Consider Creating a new class for locking

C# provides keyword lock for synchronized access.

A good practice is to create a private object for locking purpose. For example,

public class LockExample

{

    private object syncObject = new object();

    public void SynchronizedMethod()

    {

        lock (syncObject)

        {

        }

}
}

It may make sense to create a class just for locking purpose:

using System;

class LockClass : object { };

public class LockExample

{

    private object syncObject = new LockClass();

    public void SynchronizedMethod()

    {

        lock (syncObject)

        {

        }

    }

}

The advantage of the second approach, is that you can easily tell how many lock objects you have used in your project using SOS command “!dumpheap -mt”.

Comments

  • Anonymous
    April 14, 2008
    PingBack from http://microsoftnews.askpcdoc.com/?p=2298

  • Anonymous
    April 15, 2008
    Back when the D programming language was about to hit V1.0 I was arguing that this should be mandated by the platform. There should be a System.Lock type which is the only thing that you can lock on. There are heaps of advantages and not too many disadvantages:

  1. Shave 4 (or 8) bytes off every object instance, since there is no need for a sync block.
  2. Fewer stupid locking mistakes in code, including locking (this) when you shouldn't be, or locking on public objects.
  3. Diagnostics. If the CLR supported this intrinsically you could conceivably name your locks and get great diagnostics about which thread holds what locks, which threads are waiting on what objects etcetera. I'm sure there are some things I'm missing here, but you get the idea.
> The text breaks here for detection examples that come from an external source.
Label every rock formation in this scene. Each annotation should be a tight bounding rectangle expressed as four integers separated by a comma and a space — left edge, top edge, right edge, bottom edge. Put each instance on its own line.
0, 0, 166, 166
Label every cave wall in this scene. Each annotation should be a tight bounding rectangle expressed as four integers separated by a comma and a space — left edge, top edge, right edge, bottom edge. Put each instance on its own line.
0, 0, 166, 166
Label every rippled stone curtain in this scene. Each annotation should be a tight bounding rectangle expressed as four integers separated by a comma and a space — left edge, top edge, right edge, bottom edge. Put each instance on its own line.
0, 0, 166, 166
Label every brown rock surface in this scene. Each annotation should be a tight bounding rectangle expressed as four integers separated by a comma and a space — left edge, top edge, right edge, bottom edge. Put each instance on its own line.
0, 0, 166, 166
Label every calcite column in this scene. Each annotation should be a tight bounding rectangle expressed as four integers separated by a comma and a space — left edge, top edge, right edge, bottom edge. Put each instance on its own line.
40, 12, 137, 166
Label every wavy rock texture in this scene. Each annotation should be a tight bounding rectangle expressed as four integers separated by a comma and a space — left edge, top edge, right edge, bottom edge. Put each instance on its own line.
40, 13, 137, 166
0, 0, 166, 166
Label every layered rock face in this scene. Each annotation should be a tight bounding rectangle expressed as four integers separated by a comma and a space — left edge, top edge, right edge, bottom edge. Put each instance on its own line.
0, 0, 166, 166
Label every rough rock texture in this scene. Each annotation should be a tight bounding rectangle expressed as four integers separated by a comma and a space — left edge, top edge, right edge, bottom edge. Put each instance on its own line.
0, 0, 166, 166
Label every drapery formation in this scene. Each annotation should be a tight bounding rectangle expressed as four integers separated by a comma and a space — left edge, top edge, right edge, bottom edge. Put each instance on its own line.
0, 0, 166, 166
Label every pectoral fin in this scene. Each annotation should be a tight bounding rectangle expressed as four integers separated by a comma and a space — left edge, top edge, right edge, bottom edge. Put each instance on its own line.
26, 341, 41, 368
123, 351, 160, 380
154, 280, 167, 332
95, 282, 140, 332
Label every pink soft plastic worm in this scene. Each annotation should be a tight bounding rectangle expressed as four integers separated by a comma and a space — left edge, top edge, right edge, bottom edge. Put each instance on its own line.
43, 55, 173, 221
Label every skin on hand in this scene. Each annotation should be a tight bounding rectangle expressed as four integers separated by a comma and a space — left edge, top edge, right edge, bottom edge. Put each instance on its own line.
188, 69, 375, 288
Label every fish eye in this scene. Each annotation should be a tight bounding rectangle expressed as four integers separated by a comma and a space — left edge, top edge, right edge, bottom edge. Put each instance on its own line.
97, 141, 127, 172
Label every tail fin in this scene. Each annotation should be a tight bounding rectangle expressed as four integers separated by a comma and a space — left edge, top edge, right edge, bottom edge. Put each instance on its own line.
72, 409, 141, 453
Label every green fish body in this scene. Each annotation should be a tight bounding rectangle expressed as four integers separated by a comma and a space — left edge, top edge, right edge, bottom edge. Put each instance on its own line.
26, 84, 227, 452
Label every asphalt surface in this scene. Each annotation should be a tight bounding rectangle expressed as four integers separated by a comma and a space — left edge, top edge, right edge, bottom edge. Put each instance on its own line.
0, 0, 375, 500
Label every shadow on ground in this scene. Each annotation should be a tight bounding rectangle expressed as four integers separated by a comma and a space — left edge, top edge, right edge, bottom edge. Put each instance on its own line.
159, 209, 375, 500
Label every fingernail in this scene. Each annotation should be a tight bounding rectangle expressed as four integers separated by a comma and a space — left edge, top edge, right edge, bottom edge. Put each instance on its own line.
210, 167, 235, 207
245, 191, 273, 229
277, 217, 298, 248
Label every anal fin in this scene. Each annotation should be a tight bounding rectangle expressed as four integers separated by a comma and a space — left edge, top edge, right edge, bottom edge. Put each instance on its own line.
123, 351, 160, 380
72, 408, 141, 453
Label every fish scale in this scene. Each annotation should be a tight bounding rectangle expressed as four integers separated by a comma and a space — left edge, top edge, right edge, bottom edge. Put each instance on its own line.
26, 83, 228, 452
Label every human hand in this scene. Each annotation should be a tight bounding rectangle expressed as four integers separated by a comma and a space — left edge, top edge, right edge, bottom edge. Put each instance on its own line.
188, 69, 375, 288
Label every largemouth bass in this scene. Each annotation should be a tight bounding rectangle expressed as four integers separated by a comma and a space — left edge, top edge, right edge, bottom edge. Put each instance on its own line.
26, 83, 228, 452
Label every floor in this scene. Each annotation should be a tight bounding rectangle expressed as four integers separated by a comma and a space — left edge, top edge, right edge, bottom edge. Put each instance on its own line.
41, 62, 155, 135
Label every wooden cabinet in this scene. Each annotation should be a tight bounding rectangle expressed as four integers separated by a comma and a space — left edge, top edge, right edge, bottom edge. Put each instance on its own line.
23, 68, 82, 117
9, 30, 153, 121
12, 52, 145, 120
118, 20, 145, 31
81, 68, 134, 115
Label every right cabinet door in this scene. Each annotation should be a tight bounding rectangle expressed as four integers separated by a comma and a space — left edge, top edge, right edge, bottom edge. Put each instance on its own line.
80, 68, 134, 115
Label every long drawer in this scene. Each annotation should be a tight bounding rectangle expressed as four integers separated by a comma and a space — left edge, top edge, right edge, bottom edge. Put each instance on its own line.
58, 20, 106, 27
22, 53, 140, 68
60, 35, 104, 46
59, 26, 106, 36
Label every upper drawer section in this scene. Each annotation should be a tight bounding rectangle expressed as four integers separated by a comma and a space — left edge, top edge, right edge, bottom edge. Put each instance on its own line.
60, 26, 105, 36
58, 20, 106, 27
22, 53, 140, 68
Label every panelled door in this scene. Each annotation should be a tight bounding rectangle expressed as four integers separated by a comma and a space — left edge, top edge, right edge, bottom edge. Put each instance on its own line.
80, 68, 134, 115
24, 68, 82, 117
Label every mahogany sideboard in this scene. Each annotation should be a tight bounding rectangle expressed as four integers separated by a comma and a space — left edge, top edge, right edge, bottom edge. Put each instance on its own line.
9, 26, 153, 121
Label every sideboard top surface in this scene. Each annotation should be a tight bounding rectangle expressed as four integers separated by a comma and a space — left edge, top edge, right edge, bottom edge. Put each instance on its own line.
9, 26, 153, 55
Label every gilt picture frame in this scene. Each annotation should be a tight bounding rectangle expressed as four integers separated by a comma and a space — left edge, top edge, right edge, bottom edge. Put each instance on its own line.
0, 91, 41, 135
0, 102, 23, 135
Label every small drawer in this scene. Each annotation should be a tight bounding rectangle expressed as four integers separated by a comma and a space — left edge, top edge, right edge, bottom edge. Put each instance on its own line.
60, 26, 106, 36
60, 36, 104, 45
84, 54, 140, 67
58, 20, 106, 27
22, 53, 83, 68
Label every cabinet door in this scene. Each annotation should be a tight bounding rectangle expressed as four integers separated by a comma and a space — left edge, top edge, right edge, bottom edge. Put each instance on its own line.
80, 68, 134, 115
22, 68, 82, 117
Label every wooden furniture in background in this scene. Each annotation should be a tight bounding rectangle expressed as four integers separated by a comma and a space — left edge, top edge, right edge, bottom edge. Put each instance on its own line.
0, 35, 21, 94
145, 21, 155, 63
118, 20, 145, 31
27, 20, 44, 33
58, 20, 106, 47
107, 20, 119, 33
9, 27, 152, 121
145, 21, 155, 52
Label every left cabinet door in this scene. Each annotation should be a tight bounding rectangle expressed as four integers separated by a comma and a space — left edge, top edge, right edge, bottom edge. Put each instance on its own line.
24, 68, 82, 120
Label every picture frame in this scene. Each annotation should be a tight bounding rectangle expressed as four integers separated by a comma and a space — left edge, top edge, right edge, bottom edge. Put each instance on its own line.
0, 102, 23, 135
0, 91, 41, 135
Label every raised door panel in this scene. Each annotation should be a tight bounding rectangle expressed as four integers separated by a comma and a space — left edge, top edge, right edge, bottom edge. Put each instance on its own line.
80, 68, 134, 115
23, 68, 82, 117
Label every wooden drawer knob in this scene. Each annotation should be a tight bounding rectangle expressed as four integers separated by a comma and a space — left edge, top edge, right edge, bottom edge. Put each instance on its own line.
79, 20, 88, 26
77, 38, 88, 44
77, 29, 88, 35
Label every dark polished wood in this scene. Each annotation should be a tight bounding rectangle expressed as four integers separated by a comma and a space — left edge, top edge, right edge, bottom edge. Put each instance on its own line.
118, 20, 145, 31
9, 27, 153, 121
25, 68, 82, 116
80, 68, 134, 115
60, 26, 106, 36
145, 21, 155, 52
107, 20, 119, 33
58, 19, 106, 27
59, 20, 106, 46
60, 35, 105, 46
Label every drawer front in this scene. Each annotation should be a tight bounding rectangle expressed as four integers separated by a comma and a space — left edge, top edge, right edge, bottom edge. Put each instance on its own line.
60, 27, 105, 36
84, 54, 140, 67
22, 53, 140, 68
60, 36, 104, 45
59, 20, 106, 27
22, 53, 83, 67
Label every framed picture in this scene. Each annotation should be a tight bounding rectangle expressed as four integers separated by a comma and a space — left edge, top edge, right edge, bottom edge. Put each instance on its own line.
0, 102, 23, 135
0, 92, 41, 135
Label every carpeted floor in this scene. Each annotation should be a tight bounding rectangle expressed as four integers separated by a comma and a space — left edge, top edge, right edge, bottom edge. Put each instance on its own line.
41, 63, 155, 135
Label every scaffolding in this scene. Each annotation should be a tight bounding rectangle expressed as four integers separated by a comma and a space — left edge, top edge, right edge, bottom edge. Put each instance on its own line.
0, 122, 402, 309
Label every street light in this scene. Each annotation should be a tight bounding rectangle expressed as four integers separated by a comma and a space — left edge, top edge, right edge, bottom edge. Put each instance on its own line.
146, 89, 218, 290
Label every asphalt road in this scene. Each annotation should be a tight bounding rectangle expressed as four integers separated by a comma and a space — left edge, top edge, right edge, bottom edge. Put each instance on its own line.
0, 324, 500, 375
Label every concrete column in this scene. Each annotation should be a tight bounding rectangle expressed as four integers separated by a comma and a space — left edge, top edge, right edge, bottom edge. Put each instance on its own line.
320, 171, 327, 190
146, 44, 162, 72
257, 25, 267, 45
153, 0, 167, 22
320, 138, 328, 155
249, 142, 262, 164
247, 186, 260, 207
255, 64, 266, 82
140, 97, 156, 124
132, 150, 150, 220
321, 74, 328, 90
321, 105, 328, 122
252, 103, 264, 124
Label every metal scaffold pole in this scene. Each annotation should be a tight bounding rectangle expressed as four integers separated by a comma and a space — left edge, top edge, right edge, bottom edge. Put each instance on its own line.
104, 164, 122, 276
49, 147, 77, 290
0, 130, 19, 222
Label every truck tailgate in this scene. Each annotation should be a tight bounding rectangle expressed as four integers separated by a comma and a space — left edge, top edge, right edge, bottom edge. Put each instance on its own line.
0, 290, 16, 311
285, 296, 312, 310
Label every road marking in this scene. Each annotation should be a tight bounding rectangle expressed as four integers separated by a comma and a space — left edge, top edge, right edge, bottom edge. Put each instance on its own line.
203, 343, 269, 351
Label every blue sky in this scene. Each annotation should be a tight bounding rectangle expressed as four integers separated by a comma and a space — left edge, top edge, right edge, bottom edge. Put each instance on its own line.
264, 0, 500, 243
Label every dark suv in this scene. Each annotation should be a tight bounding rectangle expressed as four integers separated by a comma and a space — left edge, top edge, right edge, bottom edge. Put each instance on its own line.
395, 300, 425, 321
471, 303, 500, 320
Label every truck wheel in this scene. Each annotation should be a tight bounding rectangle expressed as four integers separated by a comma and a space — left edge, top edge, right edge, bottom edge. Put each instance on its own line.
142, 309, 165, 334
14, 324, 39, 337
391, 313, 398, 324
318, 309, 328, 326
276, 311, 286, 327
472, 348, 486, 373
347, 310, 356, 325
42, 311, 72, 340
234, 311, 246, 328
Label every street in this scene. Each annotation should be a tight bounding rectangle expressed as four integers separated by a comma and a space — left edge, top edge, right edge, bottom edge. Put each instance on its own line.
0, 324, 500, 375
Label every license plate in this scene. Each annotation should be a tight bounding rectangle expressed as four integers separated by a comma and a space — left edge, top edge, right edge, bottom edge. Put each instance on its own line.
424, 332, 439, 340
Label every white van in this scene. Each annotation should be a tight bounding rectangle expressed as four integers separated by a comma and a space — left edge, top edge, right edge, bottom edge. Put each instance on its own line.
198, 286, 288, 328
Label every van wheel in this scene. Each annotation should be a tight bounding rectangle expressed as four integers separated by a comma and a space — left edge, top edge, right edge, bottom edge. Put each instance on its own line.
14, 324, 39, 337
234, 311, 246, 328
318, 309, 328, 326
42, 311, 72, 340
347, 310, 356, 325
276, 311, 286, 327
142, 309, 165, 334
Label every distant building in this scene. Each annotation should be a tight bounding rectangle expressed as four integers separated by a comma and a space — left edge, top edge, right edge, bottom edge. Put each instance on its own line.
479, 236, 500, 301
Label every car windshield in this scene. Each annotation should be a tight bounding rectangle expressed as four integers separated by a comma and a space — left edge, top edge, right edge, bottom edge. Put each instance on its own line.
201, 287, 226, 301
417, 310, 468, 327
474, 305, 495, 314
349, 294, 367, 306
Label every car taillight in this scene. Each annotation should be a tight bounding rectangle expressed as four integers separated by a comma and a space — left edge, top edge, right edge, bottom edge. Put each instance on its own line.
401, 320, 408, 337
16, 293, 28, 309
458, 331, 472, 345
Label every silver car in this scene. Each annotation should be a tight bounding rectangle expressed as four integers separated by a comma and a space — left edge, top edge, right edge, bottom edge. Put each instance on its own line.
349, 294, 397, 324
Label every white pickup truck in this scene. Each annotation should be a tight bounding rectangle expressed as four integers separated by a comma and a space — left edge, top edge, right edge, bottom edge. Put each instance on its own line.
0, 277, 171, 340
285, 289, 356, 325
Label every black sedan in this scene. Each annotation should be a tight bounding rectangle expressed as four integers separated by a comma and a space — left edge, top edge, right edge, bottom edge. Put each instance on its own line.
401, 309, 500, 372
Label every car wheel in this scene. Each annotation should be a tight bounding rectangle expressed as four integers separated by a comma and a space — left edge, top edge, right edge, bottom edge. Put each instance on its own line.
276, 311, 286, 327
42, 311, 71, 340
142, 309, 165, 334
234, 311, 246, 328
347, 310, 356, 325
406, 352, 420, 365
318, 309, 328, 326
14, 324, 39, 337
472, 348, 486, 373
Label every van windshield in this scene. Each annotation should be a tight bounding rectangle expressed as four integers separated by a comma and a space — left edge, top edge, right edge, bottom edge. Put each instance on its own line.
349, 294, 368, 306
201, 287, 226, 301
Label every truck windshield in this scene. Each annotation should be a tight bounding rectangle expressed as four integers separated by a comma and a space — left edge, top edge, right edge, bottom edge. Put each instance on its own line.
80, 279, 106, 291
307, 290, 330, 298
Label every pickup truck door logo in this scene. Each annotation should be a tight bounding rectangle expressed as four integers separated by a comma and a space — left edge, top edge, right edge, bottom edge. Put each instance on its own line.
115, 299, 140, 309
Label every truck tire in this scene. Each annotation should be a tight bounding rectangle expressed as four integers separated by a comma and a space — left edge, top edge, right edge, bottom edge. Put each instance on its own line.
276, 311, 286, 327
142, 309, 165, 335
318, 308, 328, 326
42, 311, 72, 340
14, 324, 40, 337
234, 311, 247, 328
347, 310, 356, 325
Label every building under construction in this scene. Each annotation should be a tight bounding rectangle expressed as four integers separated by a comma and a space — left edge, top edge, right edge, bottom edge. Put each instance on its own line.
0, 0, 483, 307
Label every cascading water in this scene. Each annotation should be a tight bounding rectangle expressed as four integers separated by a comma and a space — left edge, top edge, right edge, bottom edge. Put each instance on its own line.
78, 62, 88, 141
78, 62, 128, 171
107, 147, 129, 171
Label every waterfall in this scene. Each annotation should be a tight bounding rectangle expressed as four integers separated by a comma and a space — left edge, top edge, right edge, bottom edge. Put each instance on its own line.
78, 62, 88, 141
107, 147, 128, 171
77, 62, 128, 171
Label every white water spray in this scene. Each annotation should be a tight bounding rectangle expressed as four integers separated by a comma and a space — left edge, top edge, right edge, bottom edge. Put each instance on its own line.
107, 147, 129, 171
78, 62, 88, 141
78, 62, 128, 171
Restricting flexibility can often bring big wins. Oh well, too late for change I guess.
  • Anonymous
    April 15, 2008
    Can't you just accomplish the same thing by using the !syncblk command?

  • Anonymous
    April 15, 2008
    .NET The empty try block mystery IoC Container Benchmark - Unity, Windsor, StructureMap and Spring.NET

  • Anonymous
    April 26, 2008
    I never thought of using classes instead of locks to make it easy to use with SOS. Thanks for the idea. I have used a separate class to do locking; the reason was so I could easily vary the lock strategy (e.g. Monitor versus Reader-Writer). There are other uses too: app-wide bookkeeping, naming, home-grown priority inversion control, deadlock detection, etc.